Investigating Ideological Clarity in Teacher Education
Source: The Teacher Educator, Volume 45, Issue 3, pages 153 – 178. (July 2010).
(Reviewed by the Portal Team)
Set in a graduate-level multicultural literacy course, this qualitative study draws on Bakhtin’s theories of ideological becoming and a hybrid of critical discourse analysis (CDA) methods (Gee, 1996; Fairclough, 1995; 2003) to explore the complexities of learning to teach culturally and linguistically diverse students.
In this study the authors investigated how beginning teachers’ ideologies were constructed and reconstructed by closely examining teachers’ discourse expressed in one graduate multicultural literacy course.
The authors organized the study around the question: ‘‘What tensions and struggles did beginning teachers express in response to a course dedicated to multicultural literacy education?’’
Context and Participants
This study took place over one semester at a large university in a southwestern city in the United States.
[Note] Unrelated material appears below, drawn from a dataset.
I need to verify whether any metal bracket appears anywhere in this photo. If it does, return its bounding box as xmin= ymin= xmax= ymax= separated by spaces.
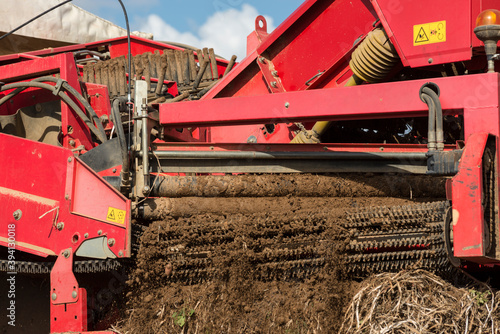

Participants were enrolled in a post-baccalaureate, teacher preparation program that serves working adults who want to be certified elementary teachers.
Eight beginning teachers, with a range of teaching experiences participated in this study.
The majority of the participants were White women who have taught in diverse school settings.
This research adds to the literature about how beginning teachers might better address cultural and linguistic diversity in literacy instruction. Whereas most studies survey teachers’ beliefs about multicultural education, this study emphasized the role of language and social interactions and highlighted the ways in which beginning teachers struggled with dominate discourses about culture and literacy instruction.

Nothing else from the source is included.